09.06.2011, 11:34 Uhr
Der Schweizer Nationaltrainer Ottmar Hitzfeld geht mit der Europäischen Fußball-Union (UEFA) hart in Gericht: Der ehemalige Bundesliga-Meistercoach bezeichnete den Rahmenterminkalender der UEFA mit den EM-Qualifikationsspielen Anfang Juni als "Katastrophe".
"Er beinhaltet, dass eine Nationalmannschaft am 3. oder 4. Juni ein Spiel hat, obwohl die einzelnen Ligen in Etappen aufhören. Das ist ein Unding. Es kann nicht sein, dass zwischen dem 14. Mai und 4. Juni eine dreiwöchige Pause eingelegt wird", sagte der 62-Jährige in einem Interview im "kicker" in Bezug auf das Bundesliga-Finale am 14. Mai.
Man könne die Nationalmannschaften keineswegs für drei Wochen zusammenziehen. Deshalb hätten die Nationaltrainer ein Riesenproblem, die Spieler müssten auf Urlaub verzichten, und "die meisten Vereine beginnen um den 20. Juni wieder mit der Vorbereitung". Warum müsse ein Champions-League-Finale an einem Samstag stattfinden, was die Saison noch zusätzlich in die Länge zieht, fragte Hitzfeld. "Bei diesem Spiel kann man meinetwegen eine Ausnahme machen, dann sind es halt zwei Wochen. Aber drei Wochen sind eindeutig zu lang."
Außerdem hätte das Finale der Champions League eine so überragende Bedeutung, dass man es auch auf einen Mittwoch legen könne. "Auch das Pokalfinale muss nicht an einem Samstag stattfinden", sagte Hitzfeld weiter.

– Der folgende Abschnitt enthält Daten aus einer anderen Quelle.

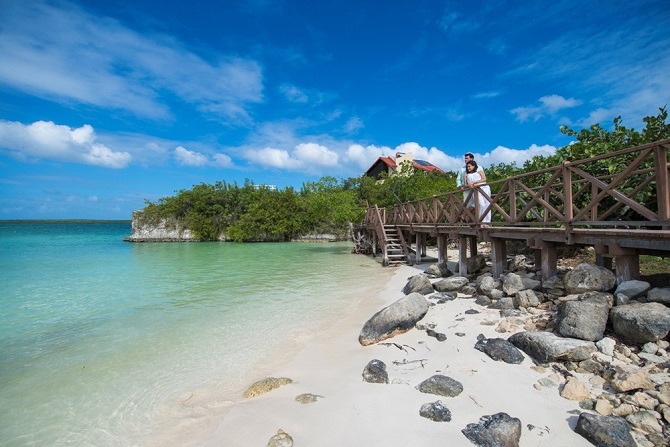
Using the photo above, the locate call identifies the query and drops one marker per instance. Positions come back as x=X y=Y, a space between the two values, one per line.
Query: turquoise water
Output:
x=104 y=342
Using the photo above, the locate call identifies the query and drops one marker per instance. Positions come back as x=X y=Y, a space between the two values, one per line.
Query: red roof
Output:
x=390 y=162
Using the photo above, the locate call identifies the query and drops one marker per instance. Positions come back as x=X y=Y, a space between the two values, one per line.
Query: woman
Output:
x=475 y=178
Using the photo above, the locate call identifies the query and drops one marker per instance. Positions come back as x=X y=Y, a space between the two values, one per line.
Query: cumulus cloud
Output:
x=364 y=156
x=47 y=140
x=294 y=94
x=549 y=105
x=272 y=157
x=310 y=157
x=186 y=157
x=63 y=53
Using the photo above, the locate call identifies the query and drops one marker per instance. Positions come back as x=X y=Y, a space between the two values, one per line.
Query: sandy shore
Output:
x=355 y=413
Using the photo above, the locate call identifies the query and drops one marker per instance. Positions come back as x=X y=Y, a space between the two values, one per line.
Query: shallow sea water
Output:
x=104 y=342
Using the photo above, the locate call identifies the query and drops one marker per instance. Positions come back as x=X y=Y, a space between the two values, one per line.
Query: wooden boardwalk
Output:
x=618 y=203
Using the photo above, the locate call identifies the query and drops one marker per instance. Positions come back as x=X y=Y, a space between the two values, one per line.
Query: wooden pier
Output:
x=618 y=203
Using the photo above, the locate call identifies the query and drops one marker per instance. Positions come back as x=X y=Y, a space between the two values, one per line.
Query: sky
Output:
x=105 y=105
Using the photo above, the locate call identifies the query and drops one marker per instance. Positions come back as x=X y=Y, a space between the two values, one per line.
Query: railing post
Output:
x=567 y=194
x=512 y=200
x=662 y=182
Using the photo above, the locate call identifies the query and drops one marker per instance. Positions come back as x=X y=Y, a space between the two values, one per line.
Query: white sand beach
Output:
x=356 y=413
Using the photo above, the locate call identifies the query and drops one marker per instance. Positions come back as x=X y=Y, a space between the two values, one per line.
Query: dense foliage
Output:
x=258 y=213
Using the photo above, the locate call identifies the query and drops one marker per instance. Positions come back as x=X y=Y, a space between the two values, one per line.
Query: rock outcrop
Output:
x=394 y=319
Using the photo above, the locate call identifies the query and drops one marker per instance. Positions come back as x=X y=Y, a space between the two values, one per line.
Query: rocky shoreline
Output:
x=599 y=345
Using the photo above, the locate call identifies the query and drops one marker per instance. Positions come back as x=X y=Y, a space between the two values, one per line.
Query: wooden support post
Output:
x=548 y=260
x=442 y=248
x=473 y=245
x=627 y=267
x=462 y=255
x=499 y=254
x=662 y=183
x=603 y=261
x=374 y=243
x=418 y=248
x=424 y=244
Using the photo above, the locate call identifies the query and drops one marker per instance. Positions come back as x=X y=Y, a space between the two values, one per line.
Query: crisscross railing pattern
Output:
x=631 y=184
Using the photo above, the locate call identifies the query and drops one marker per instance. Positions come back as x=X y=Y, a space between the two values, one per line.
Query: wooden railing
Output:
x=631 y=184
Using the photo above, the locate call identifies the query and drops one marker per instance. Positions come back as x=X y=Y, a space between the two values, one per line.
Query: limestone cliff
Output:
x=165 y=230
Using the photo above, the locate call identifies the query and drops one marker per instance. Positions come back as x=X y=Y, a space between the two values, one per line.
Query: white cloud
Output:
x=554 y=103
x=272 y=157
x=189 y=158
x=314 y=154
x=354 y=124
x=61 y=52
x=549 y=105
x=45 y=139
x=363 y=157
x=186 y=157
x=309 y=157
x=294 y=94
x=222 y=161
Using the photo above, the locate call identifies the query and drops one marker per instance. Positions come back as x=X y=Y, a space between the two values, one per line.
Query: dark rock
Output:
x=605 y=431
x=585 y=320
x=394 y=319
x=468 y=290
x=659 y=295
x=443 y=297
x=500 y=349
x=510 y=313
x=526 y=298
x=418 y=284
x=641 y=322
x=375 y=372
x=483 y=300
x=632 y=289
x=604 y=297
x=547 y=346
x=441 y=385
x=498 y=430
x=512 y=284
x=281 y=439
x=503 y=303
x=451 y=284
x=486 y=284
x=435 y=411
x=438 y=270
x=586 y=277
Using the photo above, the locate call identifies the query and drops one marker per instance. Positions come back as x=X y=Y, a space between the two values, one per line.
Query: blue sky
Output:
x=105 y=104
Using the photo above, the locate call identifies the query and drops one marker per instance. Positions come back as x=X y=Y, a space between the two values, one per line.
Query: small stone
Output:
x=441 y=385
x=644 y=420
x=265 y=386
x=650 y=348
x=642 y=400
x=606 y=346
x=575 y=390
x=435 y=411
x=623 y=410
x=281 y=439
x=604 y=407
x=375 y=372
x=546 y=382
x=307 y=398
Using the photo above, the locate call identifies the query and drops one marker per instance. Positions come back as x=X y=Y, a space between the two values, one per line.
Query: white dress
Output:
x=483 y=201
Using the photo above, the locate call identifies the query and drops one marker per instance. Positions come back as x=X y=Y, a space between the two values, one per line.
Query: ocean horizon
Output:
x=106 y=342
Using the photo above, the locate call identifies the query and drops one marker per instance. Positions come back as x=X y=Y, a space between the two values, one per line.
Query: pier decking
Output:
x=579 y=203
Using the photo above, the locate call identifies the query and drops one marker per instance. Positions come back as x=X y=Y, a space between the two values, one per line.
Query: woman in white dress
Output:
x=476 y=178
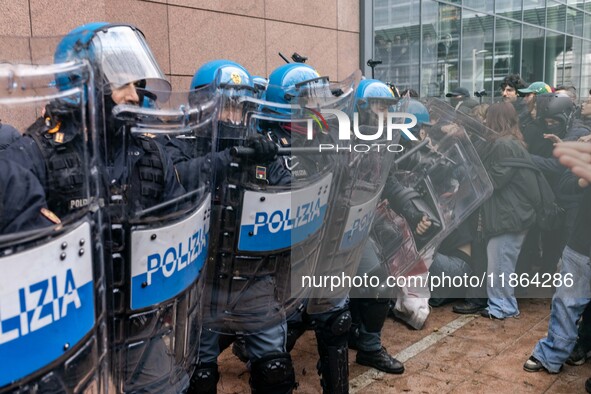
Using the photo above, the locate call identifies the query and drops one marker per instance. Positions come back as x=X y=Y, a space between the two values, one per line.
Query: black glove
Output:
x=265 y=150
x=412 y=215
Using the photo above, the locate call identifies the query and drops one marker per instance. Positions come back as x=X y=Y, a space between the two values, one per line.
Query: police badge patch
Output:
x=236 y=78
x=50 y=215
x=261 y=173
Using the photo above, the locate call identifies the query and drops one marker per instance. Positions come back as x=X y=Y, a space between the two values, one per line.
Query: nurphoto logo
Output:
x=378 y=132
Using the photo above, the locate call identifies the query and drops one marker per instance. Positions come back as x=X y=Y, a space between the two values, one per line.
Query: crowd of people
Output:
x=142 y=169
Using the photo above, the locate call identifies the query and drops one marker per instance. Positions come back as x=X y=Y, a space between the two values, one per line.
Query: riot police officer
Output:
x=51 y=147
x=137 y=174
x=292 y=84
x=231 y=265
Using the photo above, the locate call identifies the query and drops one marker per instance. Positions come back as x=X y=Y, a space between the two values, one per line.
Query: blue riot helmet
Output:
x=235 y=84
x=421 y=112
x=373 y=99
x=119 y=54
x=296 y=80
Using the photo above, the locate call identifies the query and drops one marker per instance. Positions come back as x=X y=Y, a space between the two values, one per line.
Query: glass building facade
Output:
x=435 y=46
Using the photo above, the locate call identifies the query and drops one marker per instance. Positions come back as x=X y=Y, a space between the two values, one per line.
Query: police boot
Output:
x=373 y=313
x=294 y=331
x=204 y=379
x=272 y=374
x=354 y=304
x=333 y=366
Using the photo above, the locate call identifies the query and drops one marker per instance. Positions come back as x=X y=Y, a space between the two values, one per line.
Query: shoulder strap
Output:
x=520 y=163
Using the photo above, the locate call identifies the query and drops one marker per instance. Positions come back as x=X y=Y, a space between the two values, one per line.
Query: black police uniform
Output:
x=23 y=200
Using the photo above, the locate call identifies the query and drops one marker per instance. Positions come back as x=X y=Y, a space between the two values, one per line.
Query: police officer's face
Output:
x=509 y=93
x=126 y=94
x=586 y=108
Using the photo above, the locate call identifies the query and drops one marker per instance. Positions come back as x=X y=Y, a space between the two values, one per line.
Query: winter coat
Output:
x=516 y=192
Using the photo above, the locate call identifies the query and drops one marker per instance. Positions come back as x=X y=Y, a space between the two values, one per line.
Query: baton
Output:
x=243 y=151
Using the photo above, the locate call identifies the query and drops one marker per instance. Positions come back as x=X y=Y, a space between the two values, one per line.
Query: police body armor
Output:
x=443 y=177
x=270 y=228
x=159 y=240
x=53 y=335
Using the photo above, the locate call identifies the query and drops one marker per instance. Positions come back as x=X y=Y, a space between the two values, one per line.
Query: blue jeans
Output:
x=567 y=305
x=502 y=251
x=448 y=266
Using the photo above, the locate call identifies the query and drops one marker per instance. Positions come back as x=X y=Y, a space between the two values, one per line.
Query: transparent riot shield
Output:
x=446 y=172
x=160 y=207
x=365 y=164
x=443 y=113
x=271 y=213
x=53 y=335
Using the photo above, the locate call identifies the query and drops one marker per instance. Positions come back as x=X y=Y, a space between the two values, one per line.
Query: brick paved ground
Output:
x=481 y=356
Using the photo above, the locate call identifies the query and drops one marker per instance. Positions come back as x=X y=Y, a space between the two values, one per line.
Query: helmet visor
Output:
x=126 y=58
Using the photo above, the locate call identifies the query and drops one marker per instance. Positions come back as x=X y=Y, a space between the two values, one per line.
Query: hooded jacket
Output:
x=516 y=192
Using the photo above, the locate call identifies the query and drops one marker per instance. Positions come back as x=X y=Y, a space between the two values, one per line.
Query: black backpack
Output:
x=549 y=215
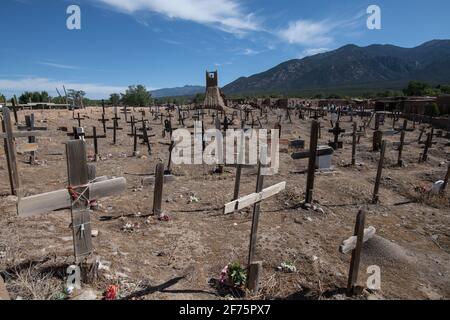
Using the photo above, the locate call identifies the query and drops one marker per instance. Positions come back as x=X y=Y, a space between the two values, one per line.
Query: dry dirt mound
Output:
x=382 y=252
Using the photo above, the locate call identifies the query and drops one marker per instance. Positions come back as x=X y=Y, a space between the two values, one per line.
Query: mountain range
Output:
x=348 y=70
x=351 y=69
x=178 y=92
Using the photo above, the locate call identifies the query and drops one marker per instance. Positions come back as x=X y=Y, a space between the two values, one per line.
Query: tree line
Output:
x=139 y=96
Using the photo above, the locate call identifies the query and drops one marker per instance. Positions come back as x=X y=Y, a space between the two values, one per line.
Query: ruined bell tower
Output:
x=213 y=97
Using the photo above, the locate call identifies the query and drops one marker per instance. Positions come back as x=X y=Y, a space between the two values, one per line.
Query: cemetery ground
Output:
x=180 y=258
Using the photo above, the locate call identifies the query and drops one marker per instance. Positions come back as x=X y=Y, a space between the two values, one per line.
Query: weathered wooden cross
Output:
x=32 y=145
x=337 y=130
x=78 y=196
x=354 y=245
x=103 y=120
x=255 y=200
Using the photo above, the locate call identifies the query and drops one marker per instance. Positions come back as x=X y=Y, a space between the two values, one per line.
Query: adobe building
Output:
x=213 y=97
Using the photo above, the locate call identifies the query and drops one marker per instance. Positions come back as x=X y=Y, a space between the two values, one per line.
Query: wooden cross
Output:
x=77 y=133
x=115 y=127
x=402 y=143
x=79 y=119
x=125 y=111
x=32 y=146
x=95 y=137
x=337 y=130
x=355 y=244
x=375 y=198
x=103 y=120
x=132 y=123
x=159 y=180
x=255 y=200
x=78 y=196
x=444 y=186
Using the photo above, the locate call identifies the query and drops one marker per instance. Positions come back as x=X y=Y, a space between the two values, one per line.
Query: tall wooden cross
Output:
x=255 y=200
x=337 y=130
x=78 y=196
x=355 y=244
x=30 y=126
x=103 y=120
x=115 y=127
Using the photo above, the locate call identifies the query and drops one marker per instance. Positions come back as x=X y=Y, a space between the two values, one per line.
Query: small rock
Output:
x=11 y=199
x=86 y=294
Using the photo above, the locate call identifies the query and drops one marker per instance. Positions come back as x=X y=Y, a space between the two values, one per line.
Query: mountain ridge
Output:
x=352 y=68
x=187 y=90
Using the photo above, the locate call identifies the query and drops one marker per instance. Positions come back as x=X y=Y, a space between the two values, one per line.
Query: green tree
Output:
x=445 y=89
x=199 y=98
x=435 y=111
x=137 y=96
x=114 y=99
x=76 y=96
x=34 y=97
x=418 y=88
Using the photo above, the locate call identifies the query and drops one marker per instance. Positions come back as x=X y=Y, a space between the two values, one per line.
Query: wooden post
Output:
x=375 y=198
x=237 y=181
x=377 y=139
x=4 y=295
x=356 y=254
x=355 y=128
x=135 y=142
x=115 y=130
x=254 y=275
x=78 y=174
x=402 y=142
x=10 y=151
x=255 y=219
x=30 y=124
x=94 y=133
x=427 y=147
x=15 y=106
x=312 y=162
x=444 y=186
x=159 y=183
x=422 y=130
x=146 y=137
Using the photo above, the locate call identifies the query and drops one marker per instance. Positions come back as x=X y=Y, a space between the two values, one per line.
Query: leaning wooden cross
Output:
x=254 y=268
x=354 y=245
x=78 y=196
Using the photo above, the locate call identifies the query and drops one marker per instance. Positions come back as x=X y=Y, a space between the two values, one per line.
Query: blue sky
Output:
x=168 y=43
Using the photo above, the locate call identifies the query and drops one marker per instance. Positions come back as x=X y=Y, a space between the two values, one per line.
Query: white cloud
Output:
x=313 y=51
x=176 y=43
x=92 y=90
x=306 y=32
x=250 y=52
x=227 y=15
x=59 y=66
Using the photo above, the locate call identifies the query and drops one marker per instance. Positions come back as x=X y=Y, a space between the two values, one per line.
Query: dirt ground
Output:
x=179 y=259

Aufgrund der vielen Spiele, so Hitzfeld weiter, "herrscht diese Terminnot, da muss man flexibler agieren". Hitzfeld selbst wisse nicht, nach welchen Kriterien die Verbände entscheiden, ob Sponsoren ein Mitspracherecht haben oder die TV-Anstalten. "Es geht ja ums große Geld. Viele Spieler und Trainer leiden darunter. Dem wahren Fußball ist damit nicht gedient."
Hitzfeld verweist auch auf die mentalen Probleme: "Es ist logisch, dass die Spieler schon ein bisschen abschalten", sagte der einstige Trainer von Borussia Dortmund und Bayern München. Vor allem müsse man die medizinischen Aspekte berücksichtigen, "die Verletzungsgefahr ist größer, wenn man nicht kontinuierliche Spielpraxis hat und von null auf hundert starten muss."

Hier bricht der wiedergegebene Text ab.